Judge Harry Claiborne seemed at ease last week in Courtroom 2 of the gray marble federal courthouse in Reno. He leaned back in his chair, stroked a finger across his lips, and listened serenely to the testimony in a criminal trial. But Claiborne, 66, chief judge of Nevada's U.S. District Court, was observing the proceedings from a new perspective. He was not the presiding judge, but the defendant, the second sitting federal judge in U.S. history to be tried for offenses allegedly committed while serving on the bench. The charges against Claiborne: taking bribes, obstructing justice and filing false income tax returns.

Claiborne's defenders say that the judge is the target of a vendetta by federal authorities who are unhappy with some of his rulings. Among them: Claiborne's occasional refusal to issue search warrants and his dismissal of several cases brought before him by the U.S. Government. Oscar Goodman, Claiborne's chief counsel, says that the judge is a victim of the long-running feud between federal lawmen and the Nevada Establishment. Says he: "The feds have tried to create the picture that we're all crooks and Mafia soldiers crawling around here."
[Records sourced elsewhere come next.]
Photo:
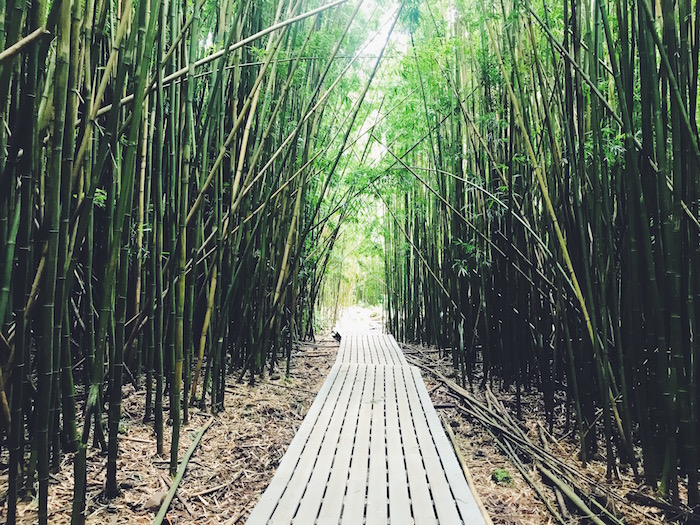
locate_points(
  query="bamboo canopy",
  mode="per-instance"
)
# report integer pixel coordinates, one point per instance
(187, 187)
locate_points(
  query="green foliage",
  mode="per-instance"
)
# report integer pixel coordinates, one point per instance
(502, 477)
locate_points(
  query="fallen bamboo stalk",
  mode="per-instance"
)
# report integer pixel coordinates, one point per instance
(570, 493)
(180, 473)
(467, 473)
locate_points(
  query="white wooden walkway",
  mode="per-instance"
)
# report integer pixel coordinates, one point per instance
(371, 450)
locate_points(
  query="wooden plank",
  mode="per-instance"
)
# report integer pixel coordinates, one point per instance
(371, 450)
(326, 396)
(332, 416)
(468, 508)
(332, 505)
(334, 453)
(354, 507)
(444, 500)
(399, 500)
(421, 502)
(377, 508)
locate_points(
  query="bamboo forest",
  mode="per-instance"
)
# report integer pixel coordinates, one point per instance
(193, 191)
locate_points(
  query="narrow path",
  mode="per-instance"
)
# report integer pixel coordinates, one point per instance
(371, 450)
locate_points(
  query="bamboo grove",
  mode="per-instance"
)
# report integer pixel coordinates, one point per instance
(542, 213)
(163, 167)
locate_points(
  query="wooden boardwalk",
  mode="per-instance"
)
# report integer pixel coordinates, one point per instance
(371, 450)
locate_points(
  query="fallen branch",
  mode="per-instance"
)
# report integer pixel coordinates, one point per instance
(158, 520)
(467, 473)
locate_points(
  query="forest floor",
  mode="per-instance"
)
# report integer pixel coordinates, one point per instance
(239, 453)
(504, 491)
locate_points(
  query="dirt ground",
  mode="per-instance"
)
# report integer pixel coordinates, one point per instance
(239, 453)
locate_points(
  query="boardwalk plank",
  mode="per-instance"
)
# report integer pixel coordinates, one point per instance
(377, 481)
(371, 450)
(421, 502)
(333, 453)
(354, 506)
(445, 504)
(333, 416)
(468, 507)
(399, 500)
(268, 501)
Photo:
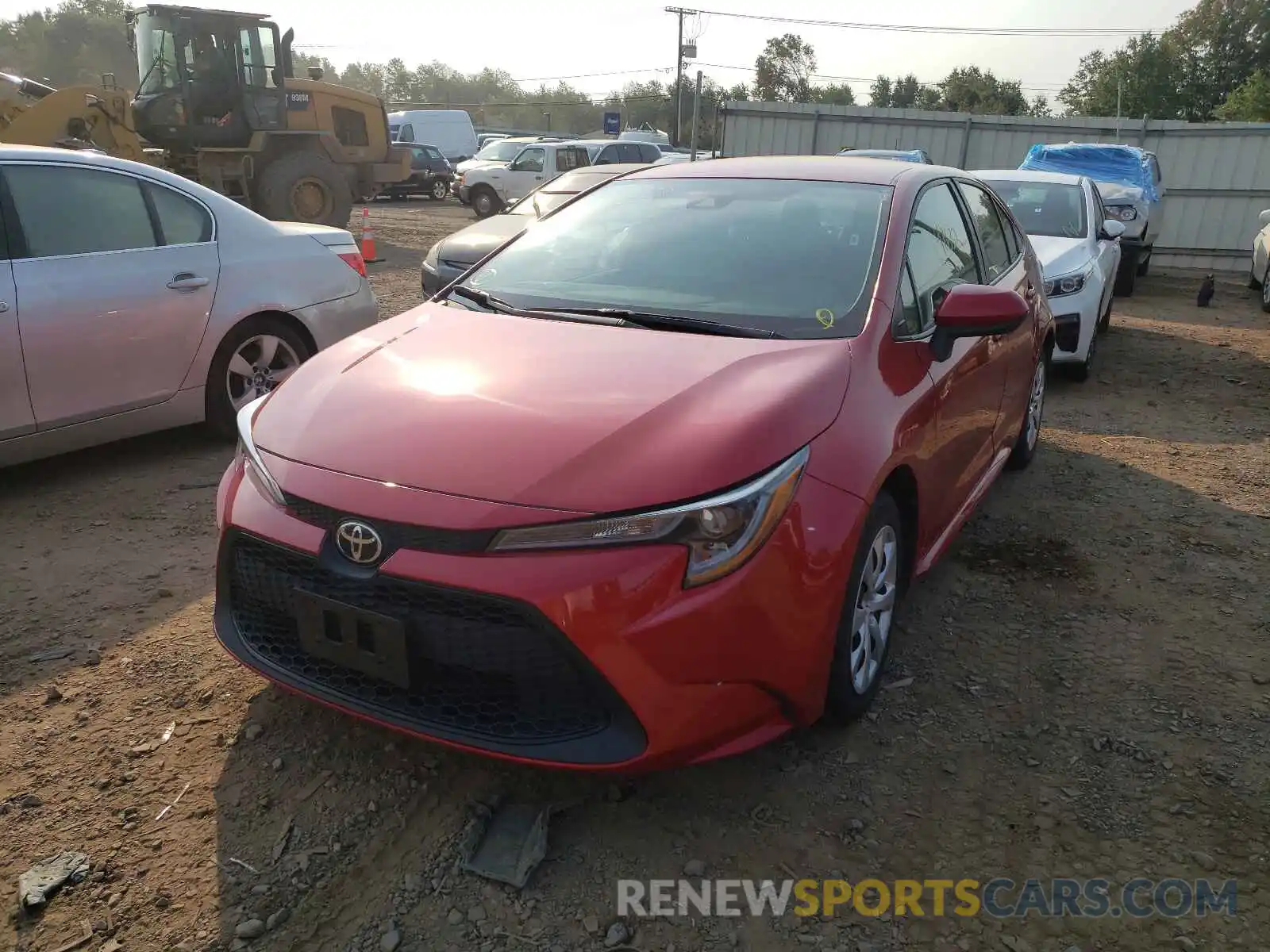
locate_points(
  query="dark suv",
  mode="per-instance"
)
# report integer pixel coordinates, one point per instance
(431, 175)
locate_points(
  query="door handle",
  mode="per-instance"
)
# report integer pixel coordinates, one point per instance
(187, 282)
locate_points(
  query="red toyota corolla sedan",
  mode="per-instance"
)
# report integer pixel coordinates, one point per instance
(645, 486)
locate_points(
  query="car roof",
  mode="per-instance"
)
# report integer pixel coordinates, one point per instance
(1056, 178)
(814, 168)
(613, 171)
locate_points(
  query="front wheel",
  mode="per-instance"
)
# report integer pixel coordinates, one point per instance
(484, 202)
(863, 641)
(253, 359)
(1029, 436)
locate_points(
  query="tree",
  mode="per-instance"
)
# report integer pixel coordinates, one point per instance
(1248, 103)
(879, 93)
(783, 71)
(1146, 76)
(969, 89)
(835, 94)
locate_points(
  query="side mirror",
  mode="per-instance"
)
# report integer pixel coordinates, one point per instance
(1113, 228)
(976, 311)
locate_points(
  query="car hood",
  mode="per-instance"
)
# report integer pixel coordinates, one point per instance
(470, 164)
(552, 414)
(475, 241)
(1060, 255)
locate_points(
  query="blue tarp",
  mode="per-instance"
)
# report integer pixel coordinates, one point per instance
(1124, 165)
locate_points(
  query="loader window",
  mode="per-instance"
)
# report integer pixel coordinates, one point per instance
(258, 57)
(69, 211)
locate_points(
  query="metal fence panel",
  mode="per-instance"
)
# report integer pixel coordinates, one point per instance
(1217, 175)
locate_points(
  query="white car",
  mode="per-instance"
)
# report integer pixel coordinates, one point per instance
(1079, 247)
(133, 300)
(1259, 277)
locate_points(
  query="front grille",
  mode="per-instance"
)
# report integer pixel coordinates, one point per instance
(484, 670)
(395, 536)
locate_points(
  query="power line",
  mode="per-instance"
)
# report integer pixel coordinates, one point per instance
(916, 29)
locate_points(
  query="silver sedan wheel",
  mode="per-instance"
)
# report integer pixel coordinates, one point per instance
(876, 608)
(258, 366)
(1035, 405)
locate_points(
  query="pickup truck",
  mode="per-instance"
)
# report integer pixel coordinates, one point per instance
(491, 188)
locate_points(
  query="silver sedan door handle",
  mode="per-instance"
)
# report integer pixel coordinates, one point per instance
(187, 282)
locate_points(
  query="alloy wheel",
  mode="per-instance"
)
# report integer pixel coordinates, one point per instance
(258, 366)
(1035, 404)
(876, 608)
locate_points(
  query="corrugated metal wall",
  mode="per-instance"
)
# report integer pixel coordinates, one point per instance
(1217, 175)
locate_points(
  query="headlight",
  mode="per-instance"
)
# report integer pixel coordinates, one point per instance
(253, 463)
(1066, 285)
(722, 533)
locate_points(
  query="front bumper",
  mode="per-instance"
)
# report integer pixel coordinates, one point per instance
(332, 321)
(588, 660)
(1076, 317)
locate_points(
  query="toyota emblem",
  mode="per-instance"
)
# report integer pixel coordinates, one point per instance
(359, 543)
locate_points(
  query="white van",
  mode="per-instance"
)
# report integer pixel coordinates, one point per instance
(448, 130)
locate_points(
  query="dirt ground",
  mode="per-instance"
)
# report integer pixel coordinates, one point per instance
(1081, 689)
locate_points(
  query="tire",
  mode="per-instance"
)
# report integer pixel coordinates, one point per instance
(484, 201)
(1029, 435)
(1126, 278)
(305, 187)
(876, 570)
(222, 400)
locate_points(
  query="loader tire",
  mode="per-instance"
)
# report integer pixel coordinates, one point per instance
(305, 187)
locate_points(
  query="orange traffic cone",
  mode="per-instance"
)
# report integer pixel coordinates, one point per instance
(368, 239)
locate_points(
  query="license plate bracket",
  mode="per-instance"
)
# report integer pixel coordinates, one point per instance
(368, 643)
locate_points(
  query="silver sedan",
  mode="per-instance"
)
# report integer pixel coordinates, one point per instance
(133, 300)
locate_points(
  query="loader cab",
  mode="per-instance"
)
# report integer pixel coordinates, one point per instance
(207, 79)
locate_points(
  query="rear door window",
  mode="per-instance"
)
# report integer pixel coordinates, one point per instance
(64, 209)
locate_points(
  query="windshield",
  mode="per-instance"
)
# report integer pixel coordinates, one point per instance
(1045, 209)
(499, 152)
(791, 257)
(156, 55)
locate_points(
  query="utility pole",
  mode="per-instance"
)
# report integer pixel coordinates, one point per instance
(679, 75)
(696, 116)
(1119, 99)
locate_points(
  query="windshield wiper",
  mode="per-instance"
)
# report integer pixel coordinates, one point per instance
(672, 321)
(486, 300)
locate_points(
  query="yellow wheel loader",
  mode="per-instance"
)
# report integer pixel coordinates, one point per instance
(216, 103)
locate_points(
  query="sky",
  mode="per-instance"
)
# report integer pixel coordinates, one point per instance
(600, 46)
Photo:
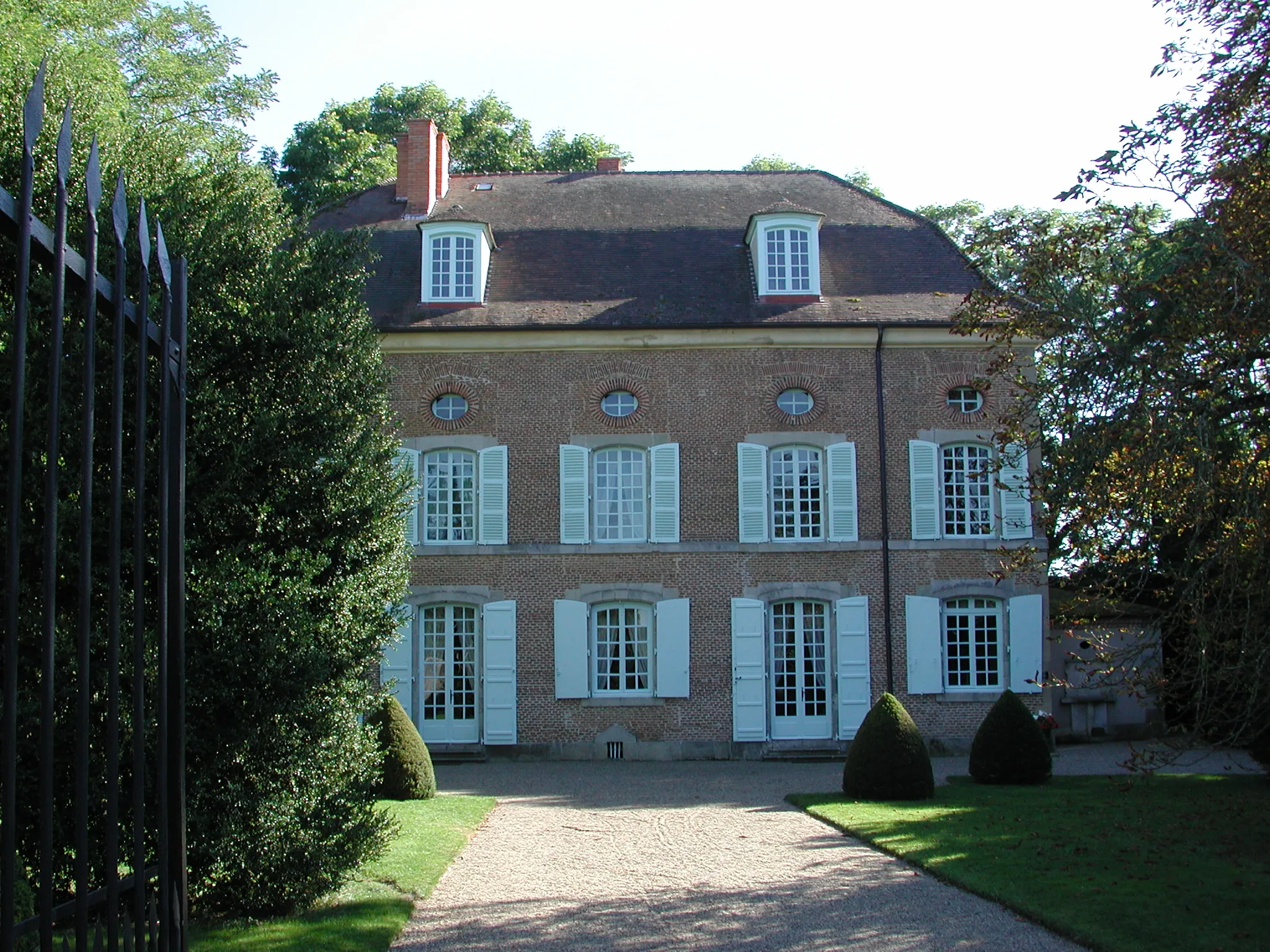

His opinion is shared by many local citizens. Asserts Hank Greenspun, the publisher of the Las Vegas Sun: "If you're a Nevadan, you're guilty until proved innocent." Federal investigators adamantly defend their actions. Nevada, says retired FBI Agent Joseph Yablonsky, u who headed the Claiborne probe, has too long operated like "a foreign protectorate ... We've had to plant the American flag in the desert."

Federal law officials began concentrating on the state in the 1960s when an influx of Teamster money fueled an explosive growth in Las Vegas casinos and heightened the interest of organized crime in gambling. By the 1970s, the FBI, the IRS and the SEC had all launched investigations. The federal-local battle was joined in 1979 when U.S. agents began to track Claiborne.

Appointed to the bench in 1978 by President Jimmy Carter, Claiborne had been a highly successful local criminal lawyer, numbering reputed Las Vegas mobsters among his satisfied clients. A twice-divorced bachelor with a taste for young women, Claiborne owned three cars and lived in a $250,000 home. From the start, he was not overly hospitable to federal outsiders. He once threatened to jail an IRS agent and an Assistant U.S. Attorney, and publicly assailed the Justice Department's local Organized Crime Strike Force for going after "little fish." When the agents went after Big Fish Claiborne, they looked into reports that he had once used a private detective to bug illegally the home of a former girlfriend, but a grand jury failed to indict the judge. "A bunch of crooks out to destroy Nevada," said Claiborne of the investigators.